Of the three works in this series I’ve read so far: this one has the people with the highest pedigree. It’s true that the prior one involved the Duke heir and an offspring of a Duke (with Duke being the highest hereditary title in the British Isles), but the heir wasn’t Duke yet, in that book, and had a business-class background (though his grandfather or further back had titled blood) and the Lady, the Duke offspring, was illegitimate. In the second book in the series – the lead female, while a Vicar’s daughter, is also a courtesan/sex-worker, and the lead male is a knight (albeit second in line to a Dukedom – his brother still, by that point, hadn’t fathered a child).

Lady Elaine, despite being ‘of a very good family’ has spent, what is it now, something like 11 seasons in London. At this point she’s basically a spinster, though her mother keeps bringing her out for all to see at balls and the like.

Earl Westfied, for his part, has spent the last 11 (10?) years wandering Europe and climbing mountains.

They knew each other, though, when Elaine was in her first season, and Westfield was 19. Westfield, you see, was quite taken with Elaine – her massive bosoms (what, he mentioned it repeatedly), and her laugh that showed her strong passion and vitality. Being 19 and stuff he wanted to make sure Elaine noticed him. So he teased her. To the point that he killed her vitality – she made her the laughingstock of society because of her laugh.

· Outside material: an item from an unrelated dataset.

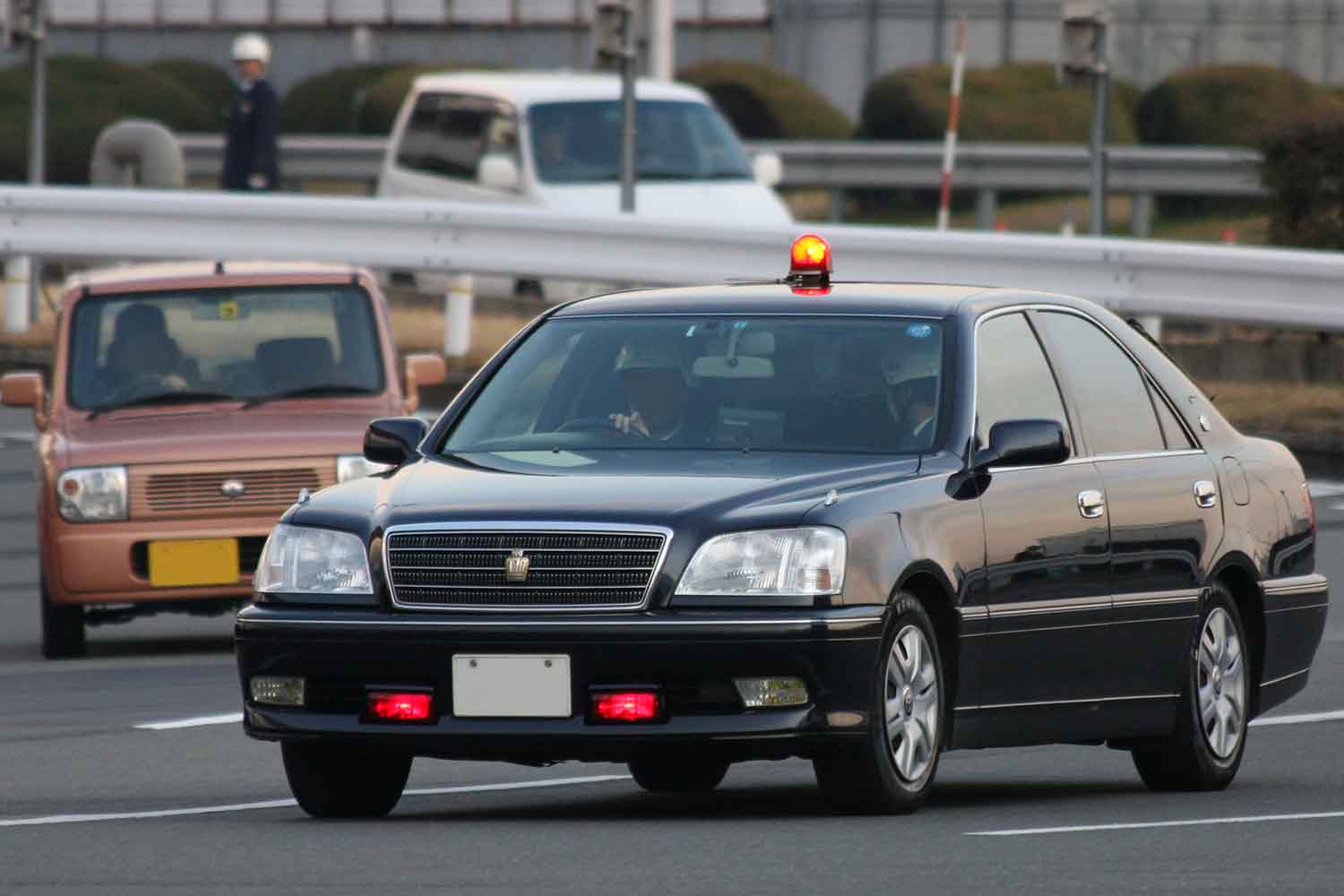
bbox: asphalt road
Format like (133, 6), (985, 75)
(0, 409), (1344, 896)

He knew what he had done and couldn’t fix it. So he fled to Europe.

Elaine, for her part, would have cut herself off from society but her mother loved going to balls and the like and . . . Elaine is there for her mother. Especially since the second most laughed at person in society is her mother, who doesn’t seem to realize she’s the butt of everyone’s jokes (she’s laughed at because she ‘apes’ men by being quite scholarly and spending lots of time researching and talking about astronomy).

So – the Earl is back now and wants to, at the very least, apologize to Elaine, and if possible court her. Elaine, naturally, figures he just wants to laugh at her more. The Earl’s attempts are undermined by his childhood friend, previously briefly mentioned, Lady Cosgrove (whatever her name is, it is something like that).

Interesting enough story. Short. Kind of . . . bland.